ISSN: 0973-7510
E-ISSN: 2581-690X
, Muzafar Ahmad Bhat1, Manas Dixit1, Sanjay Pratap Singh1 and Raghavendra Huchchannavar2 A sudden emergence of Stenotrophomonas maltophilia as a primary pathogen both in immunocompromised and immunocompetent individuals has raised a serious concern, as it is associated with significant case fatality ratio. We intended to study the clinico-microbiological profile of S. maltophilia isolates from various samples and outcome of the infections in a tertiary healthcare center, Pune, India. This is an observational cross-sectional study was conducted from January 2021 to June 2022 at Department of Microbiology of a tertiary care Centre in Pune, India.

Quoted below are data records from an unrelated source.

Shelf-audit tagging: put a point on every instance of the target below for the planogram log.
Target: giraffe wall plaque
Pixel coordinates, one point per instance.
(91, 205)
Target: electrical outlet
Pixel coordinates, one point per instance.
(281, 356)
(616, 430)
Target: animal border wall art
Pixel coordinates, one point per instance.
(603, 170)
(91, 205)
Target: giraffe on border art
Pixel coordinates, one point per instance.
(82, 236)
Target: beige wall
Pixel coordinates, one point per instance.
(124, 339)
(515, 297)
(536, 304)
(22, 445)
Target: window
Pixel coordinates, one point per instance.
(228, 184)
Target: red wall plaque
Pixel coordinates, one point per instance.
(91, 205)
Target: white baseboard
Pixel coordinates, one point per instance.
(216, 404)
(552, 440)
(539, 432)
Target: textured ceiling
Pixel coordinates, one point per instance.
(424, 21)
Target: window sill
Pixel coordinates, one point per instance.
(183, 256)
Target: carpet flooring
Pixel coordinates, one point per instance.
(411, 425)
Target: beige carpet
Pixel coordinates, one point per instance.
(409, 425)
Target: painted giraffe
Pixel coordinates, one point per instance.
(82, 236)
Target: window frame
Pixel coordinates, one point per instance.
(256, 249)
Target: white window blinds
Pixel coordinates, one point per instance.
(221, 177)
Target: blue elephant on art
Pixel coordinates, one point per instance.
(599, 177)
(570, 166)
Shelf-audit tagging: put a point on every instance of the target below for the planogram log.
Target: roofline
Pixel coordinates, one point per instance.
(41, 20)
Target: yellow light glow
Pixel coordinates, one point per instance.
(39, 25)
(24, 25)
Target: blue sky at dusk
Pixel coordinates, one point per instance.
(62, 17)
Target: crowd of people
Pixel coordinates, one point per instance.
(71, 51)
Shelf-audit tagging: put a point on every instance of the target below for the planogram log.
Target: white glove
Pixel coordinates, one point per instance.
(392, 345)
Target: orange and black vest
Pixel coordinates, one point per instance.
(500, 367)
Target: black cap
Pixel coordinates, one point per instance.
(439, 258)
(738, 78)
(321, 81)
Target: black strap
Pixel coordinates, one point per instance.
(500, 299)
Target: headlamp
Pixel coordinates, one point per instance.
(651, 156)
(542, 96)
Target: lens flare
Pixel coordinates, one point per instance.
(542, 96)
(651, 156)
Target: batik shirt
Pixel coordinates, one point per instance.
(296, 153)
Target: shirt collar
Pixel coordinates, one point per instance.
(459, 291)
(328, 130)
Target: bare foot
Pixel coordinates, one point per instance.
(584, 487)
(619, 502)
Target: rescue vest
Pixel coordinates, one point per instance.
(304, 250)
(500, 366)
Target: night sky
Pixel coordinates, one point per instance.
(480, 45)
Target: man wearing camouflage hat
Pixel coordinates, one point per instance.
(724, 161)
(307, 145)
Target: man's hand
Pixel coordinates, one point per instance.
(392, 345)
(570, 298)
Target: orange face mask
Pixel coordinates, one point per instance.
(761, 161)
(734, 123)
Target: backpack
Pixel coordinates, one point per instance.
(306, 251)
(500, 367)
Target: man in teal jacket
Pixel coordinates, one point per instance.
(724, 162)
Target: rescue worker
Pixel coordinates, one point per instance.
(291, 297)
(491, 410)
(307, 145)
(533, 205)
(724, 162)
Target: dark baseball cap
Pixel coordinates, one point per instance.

Of the 12049 samples received for culture, S. maltophilia was isolated in 57 samples. Only 42 samples with pure growth of S. maltophilia were included in the study with 15 excluded due to mixed growth. All isolates were confirmed by VITEK-MS (bioMerieux, SA, France) which uses Matrix Assisted Laser Desorption Ionization Time-of-Flight (MALDI-TOF) technology. Of the 42 isolates, majority were isolated from pus(28.6%) and most of patients (61.9%) were from acute health care settings. The isolates had high susceptibility to Cotrimoxazole (85.7%) and Minocycline (85.7%) and low susceptibility to Ceftazidime (45.2%). A case fatality rate of 7.1% (3/42 cases) was noted and 39 cases were discharged after complete treatment. All the three fatal cases were susceptible to levofloxacin, ciprofloxacin, cotrimoxazole and minocycline and all three fatal cases were resistant to ceftazidime. S. maltophilia has recently shown an increase in nosocomial infections especially in acute healthcare settings like ICU and other critical care wards. The isolates of the present study had high susceptibility to trimethoprim-sulfamethoxazole (TMP-SXT) and Minocycline and low susceptible to Ceftazidime.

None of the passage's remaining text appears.